Ester Bueno

Las múltiples imágenes

Ester Bueno


La paz y la palabra

26/02/2022

Nos encogemos de hombros ante casi todo lo que transcurre a nuestro alrededor. Se sucede la vida con un ritmo seguido de corazón de ciervo, desbocado y arrítmico en una cacería. Siguen las noches a los días, las lunas llenas a la oscuridad de la totalidad de muerte. Vuelca el circulo terrestre sus veinticuatro horas sobre veinticuatro con los únicos cambios de luces en las amanecidas, o las más o menores heladas, o los ratos de ocio que nos apartan del runrún del trabajo, de los pasos cansinos tras el despertador.
Hablamos de nimiedades, cada uno de sus pequeñas y miserables penas, de los odios que tenemos o nos tienen. Nos entretenemos con lo que otros deciden, política, noticias de sucesos, miramos nuestro ombligo, sin culpa desde luego, porque así nos hicieron los dioses que existieron en las diversas imaginadas creaciones de cada religión.
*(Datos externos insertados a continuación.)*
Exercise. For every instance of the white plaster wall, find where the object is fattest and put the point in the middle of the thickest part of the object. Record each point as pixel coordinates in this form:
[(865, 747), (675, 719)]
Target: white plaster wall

Somos finitos pero eternos, dicen los padres de los libros santos. Así las cosas, nos regodeamos en nuestra parcela mínima, y creemos estar ultrainformados y megapreocupados porque escuchamos las noticias o que somos tremendamente solidarios porque apoyamos alguna causa justa. 
Una experiencia con la que identificaría esta zona confortable de la humanidad sería la de unas enormes pompas de jabón que vi en una ocasión en el barrio gótico de Barcelona. Era julio y estaba atardeciendo,  hacía ese calor pegajoso y salitre de estar cerca del mar y un hombre con un cubo y una cuerda de esparto lanzaba inteligentemente sus burbujas gigantes, irisadas, violáceas, contra el sol. Flotaban durante mucho tiempo, parecían etéreas e invencibles, sin embargo cualquier impedimento las destrozaba y convertía en gotitas pequeñas, insignificantes, absorbidas por el pavimento caliente e infernal de todo el día. 
Así estábamos en el primer mundo, dentro de una burbuja de colores, frágil, perfecta casi, pero rompible en un instante. Y de repente alguien decide que llegó la hora y que la destrucción de nuestra casa de olor a detergente es inminente y nadie es capaz de decir a tiempo que hay que parar o que hay que obligar a parar al que decide que nada siga igual. Continuamos debatiendo, argumentando, lanzando consignas en los medios a ver quién es el más altruista y ocurrente, mientras se mira de reojo de dónde viene el gas o cuánto va a bajar la bolsa con el estallido de nuestra casita de cristal. Las lágrimas corren por las caras de esos desheredados que podríamos ser cualquiera de nosotros dentro de cuatro días, porque estos estallidos de sangre y odio y prepotencia se transmiten en olas movidas por mareas que la luna no puede controlar. 
Tan libres y tan cultos y tan importantes como nos creemos. Tan poderosos y tan intocables. Y aquí estamos sin paz y sin palabras. La paz arrebatada. Los hombres en la guerra, las mujeres llorando con sus niños, huyendo de las bombas. Los campos arrasados, las ciudades mudas y horadadas por los cantos en túneles del metro. Ventanas estalladas, juventudes perdidas. El amor por la tierra de los antepasados abrazado a banderas que representan nombres de montañas y ríos. Tan poderosos y tan intocables y aquí estamos sin paz. Ojalá aún queden las palabras y que todo se pare y que hablando, escuchando y hablando, todo pare.